Já Fernando Pessoa se deliciava com os néctares de Abel Pereira da Fonseca. Fui visitar a Quinta do Sanguinhal e perceber porquê!
Falar da Quinta do Sanguinhal é falar, inevitavelmente, de Abel Pereira da Fonseca.
Abel foi um bem-sucedido comerciante de vinhos do séc. XX. Comprava vinho por todo o país, incluindo vinho do Porto, para o distribuir por mais de 100 armazéns. Até que chegou o momento de ir mais longe e Abel adquiriu três quintas no Bombarral – Quinta das Cerejeiras, Quinta do Sanguinhal e Quinta de São Francisco – para dar início à produção própria de vinho.

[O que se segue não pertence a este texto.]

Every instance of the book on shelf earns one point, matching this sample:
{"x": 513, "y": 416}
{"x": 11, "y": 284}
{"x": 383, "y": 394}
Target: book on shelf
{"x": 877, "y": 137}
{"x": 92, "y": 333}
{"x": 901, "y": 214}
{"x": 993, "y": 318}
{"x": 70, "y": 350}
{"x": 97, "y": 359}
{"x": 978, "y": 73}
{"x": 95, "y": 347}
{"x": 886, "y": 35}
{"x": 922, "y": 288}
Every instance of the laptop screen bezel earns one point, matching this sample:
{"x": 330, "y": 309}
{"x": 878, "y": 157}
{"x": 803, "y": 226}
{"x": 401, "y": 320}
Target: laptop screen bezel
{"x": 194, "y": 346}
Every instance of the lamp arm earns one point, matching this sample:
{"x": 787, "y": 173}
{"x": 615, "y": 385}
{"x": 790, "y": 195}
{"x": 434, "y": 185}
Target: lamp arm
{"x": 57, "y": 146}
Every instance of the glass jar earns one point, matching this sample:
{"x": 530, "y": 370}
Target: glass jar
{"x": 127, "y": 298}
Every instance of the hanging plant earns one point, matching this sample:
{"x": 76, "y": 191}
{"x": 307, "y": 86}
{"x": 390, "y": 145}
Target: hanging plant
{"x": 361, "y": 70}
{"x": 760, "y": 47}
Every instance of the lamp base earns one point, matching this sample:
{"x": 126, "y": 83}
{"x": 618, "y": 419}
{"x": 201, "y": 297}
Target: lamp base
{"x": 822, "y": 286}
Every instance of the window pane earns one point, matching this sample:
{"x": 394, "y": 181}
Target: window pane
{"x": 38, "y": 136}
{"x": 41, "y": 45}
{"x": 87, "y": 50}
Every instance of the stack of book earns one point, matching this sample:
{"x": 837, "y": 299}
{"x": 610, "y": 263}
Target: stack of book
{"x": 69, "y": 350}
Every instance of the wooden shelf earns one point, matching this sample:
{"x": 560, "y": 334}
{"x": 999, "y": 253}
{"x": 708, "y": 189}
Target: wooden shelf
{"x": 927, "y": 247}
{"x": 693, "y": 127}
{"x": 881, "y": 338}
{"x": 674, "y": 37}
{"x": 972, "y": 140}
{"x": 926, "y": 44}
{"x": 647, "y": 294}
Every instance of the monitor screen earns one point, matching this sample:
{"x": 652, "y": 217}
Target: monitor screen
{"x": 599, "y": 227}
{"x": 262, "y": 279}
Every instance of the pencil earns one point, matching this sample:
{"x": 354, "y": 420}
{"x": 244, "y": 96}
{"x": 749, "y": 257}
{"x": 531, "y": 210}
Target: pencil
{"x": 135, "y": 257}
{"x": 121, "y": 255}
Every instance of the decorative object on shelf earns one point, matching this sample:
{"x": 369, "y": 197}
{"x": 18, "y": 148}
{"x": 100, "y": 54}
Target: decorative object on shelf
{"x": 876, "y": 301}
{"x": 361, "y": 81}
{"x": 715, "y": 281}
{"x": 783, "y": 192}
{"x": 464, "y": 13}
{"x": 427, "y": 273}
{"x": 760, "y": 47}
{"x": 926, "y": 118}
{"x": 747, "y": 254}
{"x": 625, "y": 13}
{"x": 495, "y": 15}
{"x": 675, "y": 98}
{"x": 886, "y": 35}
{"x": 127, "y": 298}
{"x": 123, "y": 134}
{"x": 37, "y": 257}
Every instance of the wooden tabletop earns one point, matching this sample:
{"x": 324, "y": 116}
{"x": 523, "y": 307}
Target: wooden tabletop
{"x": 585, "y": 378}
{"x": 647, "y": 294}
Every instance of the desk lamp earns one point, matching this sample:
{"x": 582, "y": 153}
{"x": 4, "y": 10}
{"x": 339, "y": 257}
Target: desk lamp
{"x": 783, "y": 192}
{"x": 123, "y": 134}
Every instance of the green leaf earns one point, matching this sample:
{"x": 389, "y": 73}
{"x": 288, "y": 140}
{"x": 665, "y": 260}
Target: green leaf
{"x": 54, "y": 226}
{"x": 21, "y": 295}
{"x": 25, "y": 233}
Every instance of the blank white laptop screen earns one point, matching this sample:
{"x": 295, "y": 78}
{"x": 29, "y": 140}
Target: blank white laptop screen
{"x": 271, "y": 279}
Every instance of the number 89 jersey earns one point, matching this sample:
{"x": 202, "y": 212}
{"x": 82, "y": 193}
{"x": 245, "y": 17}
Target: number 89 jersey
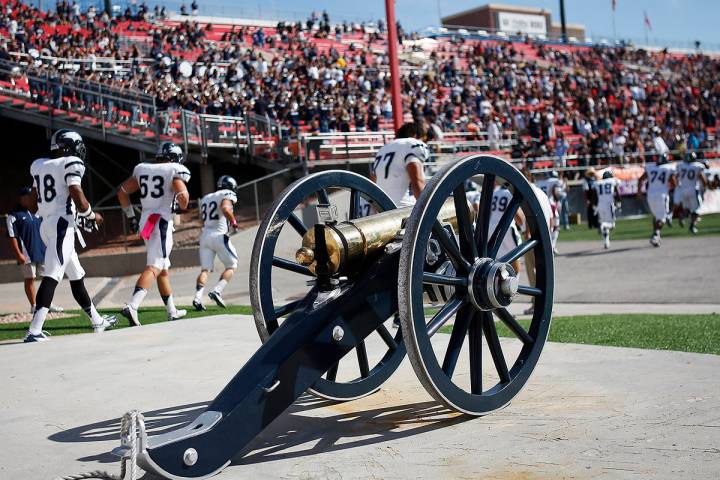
{"x": 155, "y": 181}
{"x": 211, "y": 211}
{"x": 52, "y": 178}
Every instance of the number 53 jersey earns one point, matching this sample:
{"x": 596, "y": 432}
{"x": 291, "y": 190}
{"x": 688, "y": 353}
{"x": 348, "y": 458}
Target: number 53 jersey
{"x": 155, "y": 181}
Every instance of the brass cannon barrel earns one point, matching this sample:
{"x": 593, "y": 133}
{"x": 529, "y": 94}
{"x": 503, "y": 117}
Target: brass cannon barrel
{"x": 352, "y": 242}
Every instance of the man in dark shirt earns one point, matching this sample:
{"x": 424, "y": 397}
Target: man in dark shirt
{"x": 24, "y": 235}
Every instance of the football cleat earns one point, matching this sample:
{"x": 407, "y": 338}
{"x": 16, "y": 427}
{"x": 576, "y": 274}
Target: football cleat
{"x": 30, "y": 338}
{"x": 176, "y": 315}
{"x": 109, "y": 321}
{"x": 217, "y": 298}
{"x": 131, "y": 314}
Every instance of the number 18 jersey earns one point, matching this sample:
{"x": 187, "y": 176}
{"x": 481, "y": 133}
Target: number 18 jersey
{"x": 52, "y": 178}
{"x": 155, "y": 181}
{"x": 211, "y": 211}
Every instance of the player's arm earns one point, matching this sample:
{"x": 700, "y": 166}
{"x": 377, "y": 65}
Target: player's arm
{"x": 226, "y": 207}
{"x": 14, "y": 244}
{"x": 417, "y": 177}
{"x": 181, "y": 194}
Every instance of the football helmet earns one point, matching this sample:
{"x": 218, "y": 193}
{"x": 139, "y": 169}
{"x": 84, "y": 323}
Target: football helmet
{"x": 226, "y": 182}
{"x": 66, "y": 143}
{"x": 169, "y": 152}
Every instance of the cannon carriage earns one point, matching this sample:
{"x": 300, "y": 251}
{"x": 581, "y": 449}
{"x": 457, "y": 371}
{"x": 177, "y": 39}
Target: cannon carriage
{"x": 357, "y": 266}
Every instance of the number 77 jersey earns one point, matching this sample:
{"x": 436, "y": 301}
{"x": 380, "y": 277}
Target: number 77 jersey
{"x": 155, "y": 181}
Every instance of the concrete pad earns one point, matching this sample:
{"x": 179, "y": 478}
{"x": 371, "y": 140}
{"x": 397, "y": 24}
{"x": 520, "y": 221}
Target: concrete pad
{"x": 587, "y": 412}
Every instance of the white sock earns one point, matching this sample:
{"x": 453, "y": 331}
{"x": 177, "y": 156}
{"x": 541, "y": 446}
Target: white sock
{"x": 94, "y": 315}
{"x": 137, "y": 297}
{"x": 198, "y": 292}
{"x": 220, "y": 286}
{"x": 170, "y": 304}
{"x": 38, "y": 321}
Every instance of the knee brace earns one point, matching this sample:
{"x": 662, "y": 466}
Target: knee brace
{"x": 45, "y": 292}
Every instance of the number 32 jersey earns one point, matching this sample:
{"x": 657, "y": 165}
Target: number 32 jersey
{"x": 155, "y": 181}
{"x": 52, "y": 178}
{"x": 211, "y": 211}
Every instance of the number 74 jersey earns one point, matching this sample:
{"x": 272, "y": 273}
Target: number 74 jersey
{"x": 155, "y": 181}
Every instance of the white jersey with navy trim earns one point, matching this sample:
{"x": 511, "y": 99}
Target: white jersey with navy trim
{"x": 211, "y": 211}
{"x": 658, "y": 178}
{"x": 52, "y": 178}
{"x": 390, "y": 165}
{"x": 156, "y": 191}
{"x": 689, "y": 174}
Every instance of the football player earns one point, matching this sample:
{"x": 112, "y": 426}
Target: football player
{"x": 692, "y": 184}
{"x": 607, "y": 198}
{"x": 63, "y": 208}
{"x": 163, "y": 190}
{"x": 660, "y": 177}
{"x": 398, "y": 167}
{"x": 216, "y": 212}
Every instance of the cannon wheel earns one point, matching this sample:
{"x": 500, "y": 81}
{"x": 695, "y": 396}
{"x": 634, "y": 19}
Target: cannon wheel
{"x": 475, "y": 390}
{"x": 264, "y": 261}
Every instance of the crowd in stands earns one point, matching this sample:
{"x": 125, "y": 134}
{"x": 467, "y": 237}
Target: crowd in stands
{"x": 320, "y": 76}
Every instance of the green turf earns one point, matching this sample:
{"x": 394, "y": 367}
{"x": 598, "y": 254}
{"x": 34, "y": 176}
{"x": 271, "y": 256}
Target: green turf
{"x": 640, "y": 228}
{"x": 687, "y": 333}
{"x": 80, "y": 324}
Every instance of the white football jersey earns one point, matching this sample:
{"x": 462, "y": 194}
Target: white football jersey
{"x": 389, "y": 167}
{"x": 211, "y": 212}
{"x": 500, "y": 201}
{"x": 52, "y": 178}
{"x": 689, "y": 175}
{"x": 548, "y": 185}
{"x": 658, "y": 177}
{"x": 155, "y": 180}
{"x": 605, "y": 189}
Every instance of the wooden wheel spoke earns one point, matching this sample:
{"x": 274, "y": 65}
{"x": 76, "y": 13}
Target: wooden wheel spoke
{"x": 362, "y": 359}
{"x": 457, "y": 338}
{"x": 448, "y": 244}
{"x": 441, "y": 317}
{"x": 297, "y": 224}
{"x": 323, "y": 197}
{"x": 287, "y": 308}
{"x": 291, "y": 266}
{"x": 483, "y": 221}
{"x": 503, "y": 225}
{"x": 494, "y": 346}
{"x": 436, "y": 279}
{"x": 462, "y": 213}
{"x": 532, "y": 291}
{"x": 519, "y": 251}
{"x": 475, "y": 340}
{"x": 332, "y": 373}
{"x": 387, "y": 337}
{"x": 509, "y": 320}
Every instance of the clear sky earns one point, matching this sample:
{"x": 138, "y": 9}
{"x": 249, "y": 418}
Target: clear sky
{"x": 672, "y": 20}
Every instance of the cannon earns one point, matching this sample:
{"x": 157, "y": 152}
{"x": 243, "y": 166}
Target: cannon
{"x": 358, "y": 263}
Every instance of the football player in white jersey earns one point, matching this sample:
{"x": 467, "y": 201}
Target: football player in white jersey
{"x": 63, "y": 208}
{"x": 398, "y": 166}
{"x": 163, "y": 188}
{"x": 216, "y": 212}
{"x": 608, "y": 196}
{"x": 500, "y": 200}
{"x": 553, "y": 188}
{"x": 660, "y": 177}
{"x": 691, "y": 188}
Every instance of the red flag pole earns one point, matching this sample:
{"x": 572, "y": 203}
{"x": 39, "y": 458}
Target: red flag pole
{"x": 394, "y": 64}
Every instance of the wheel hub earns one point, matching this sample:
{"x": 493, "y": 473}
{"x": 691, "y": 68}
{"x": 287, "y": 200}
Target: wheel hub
{"x": 492, "y": 284}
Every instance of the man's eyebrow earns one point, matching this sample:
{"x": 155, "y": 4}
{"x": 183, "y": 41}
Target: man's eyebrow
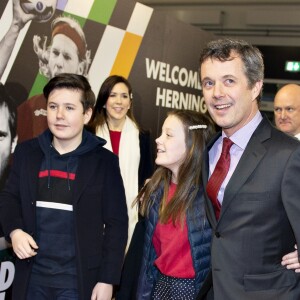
{"x": 3, "y": 133}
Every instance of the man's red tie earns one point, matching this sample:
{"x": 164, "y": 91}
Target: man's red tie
{"x": 215, "y": 181}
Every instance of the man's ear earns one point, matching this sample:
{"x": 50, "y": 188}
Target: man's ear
{"x": 80, "y": 68}
{"x": 14, "y": 144}
{"x": 87, "y": 115}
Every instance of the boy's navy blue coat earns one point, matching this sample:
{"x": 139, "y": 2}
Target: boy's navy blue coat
{"x": 98, "y": 199}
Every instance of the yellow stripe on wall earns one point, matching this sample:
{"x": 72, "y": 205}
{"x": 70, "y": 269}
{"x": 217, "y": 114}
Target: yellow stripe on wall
{"x": 126, "y": 55}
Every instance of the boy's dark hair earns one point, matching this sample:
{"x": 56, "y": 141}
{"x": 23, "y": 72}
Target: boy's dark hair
{"x": 73, "y": 82}
{"x": 9, "y": 102}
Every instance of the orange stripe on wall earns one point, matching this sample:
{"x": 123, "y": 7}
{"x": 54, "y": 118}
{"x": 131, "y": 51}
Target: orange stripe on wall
{"x": 126, "y": 55}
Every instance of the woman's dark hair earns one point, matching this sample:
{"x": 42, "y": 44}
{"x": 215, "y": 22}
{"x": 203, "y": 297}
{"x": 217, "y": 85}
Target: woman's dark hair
{"x": 99, "y": 115}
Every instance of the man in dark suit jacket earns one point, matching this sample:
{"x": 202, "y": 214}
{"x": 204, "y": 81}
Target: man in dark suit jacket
{"x": 259, "y": 197}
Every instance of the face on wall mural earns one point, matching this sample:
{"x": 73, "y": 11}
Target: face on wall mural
{"x": 42, "y": 9}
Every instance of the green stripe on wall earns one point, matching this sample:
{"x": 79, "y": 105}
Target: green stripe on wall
{"x": 102, "y": 10}
{"x": 80, "y": 20}
{"x": 39, "y": 83}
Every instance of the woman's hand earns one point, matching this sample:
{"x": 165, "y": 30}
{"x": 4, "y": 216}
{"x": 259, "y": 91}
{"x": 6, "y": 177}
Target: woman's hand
{"x": 291, "y": 261}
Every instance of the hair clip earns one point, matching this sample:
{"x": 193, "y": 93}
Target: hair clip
{"x": 197, "y": 127}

Nesta terra de “Bom Barro”, Abel plantou as primeiras vinhas nos anos 1920’s com algumas ideias inovadoras para a época: vinhas aramadas e separadas por castas.
Desta vez, fui visitar a Quinta do Sanguinhal. Aqui fui recebida por Ana, bisneta de Abel, que com orgulho me contou as histórias da família, carregando ao colo e na barriga elementos da quinta geração!
Das três quintas, é no Sanguinhal que se realizam as visitas de enoturismo, desde 2000. Até lá, a quinta era lugar de descanso de família, que acabou por se tornar um negócio.
Começámos por espreitar o armazém de barricas onde hoje estagiam essencialmente as aguardentes e vinhos licorosos, em tonéis de carvalho português. Uma sala óptima para estar nos dias de grande calor pois tem temperatura e humidade controladas naturalmente.
Continuamos pela destilaria onde antigamente se produziam as famosas aguardentes bagaceiras da Estremadura.
Hoje, por estar já desactivada, a antiga destilaria tem sido aproveitada como um original cenário para reuniões e casamentos.
Atravessando o pátio exterior, subi umas escadas de pedra (com cuidado para não bater com a cabeça na árvore que cresceu deitada sobre os degraus!), passei pelo tanque que no Verão faz o papel de piscina e refresca os dias mais quentes, chegando à vinha que representa 25 dos 95ha plantados no total das três quintas.
Nesta vinha cresce moscatel graúdo, vital, verdelho, touriga nacional, aragonez, castelão entre outras castas estrangeira. Estas são refrescadas pelos ventos vindos da Serra de Montejunto o que ajuda a produzir vinhos com boa acidez, mineralidade e com excelente capacidade de envelhecimento.
E foi no lagar desta quinta que pude provar esses mesmos vinhos. 😊 Esta sala é um lugar especial e único na Península Ibérica: aqui resistem cinco prensas de fuso e vara, originais de 1871, de dimensões impressionantes desenhadas pelo próprio Abel!
Também as prensas estão desactivadas actualmente e por isso é nesta sala que hoje se realizam as provas de vinhos no final de cada visita.
Comecei pelo vinho Sôttal Leve, servido bem fresco é um excelente aperitivo ou para beber descontraidamente num dia quente.
Já o tinto Quinta das Cerejeiras Grande Reserva é o oposto, um vinho bem encorpado onde predominam os aromas de compota e chocolate, que pede comida igualmente elaboradas.
Hoje, todo o processo de produção e engarrafamento concentra-se na Quinta de São Francisco. Nas Cerejeiras também se organizam visitas à casa onde morou Abel Pereira da Fonseca, à antiga Capela e ao núcleo museológico.
Mas a memória de Abel Pereira da Fonseca não se fica apenas pelas quintas no Bombarral. No centro de Lisboa, no bairro de Marvila onde tudo começou, ainda podem encontrar o antigo armazém com o nome do comerciante escrito em letra grande na fachada do edifício, agora transformado em espaço multifuncional e co-working.
E foi mesmo nos armazéns de Abel Pereira da Fonseca que Fernando Pessoa foi apanhado em “flagrante delitro” por um fotógrafo indiscreto enquanto tomava um cálice de aguardente. Dizia Pessoa que ali, estava próximo do “paraíso terrestre, aliás perdido”!
Não está perdido, digo-vos eu, está a 40 minutos de Lisboa e vale muito a pena uma visita!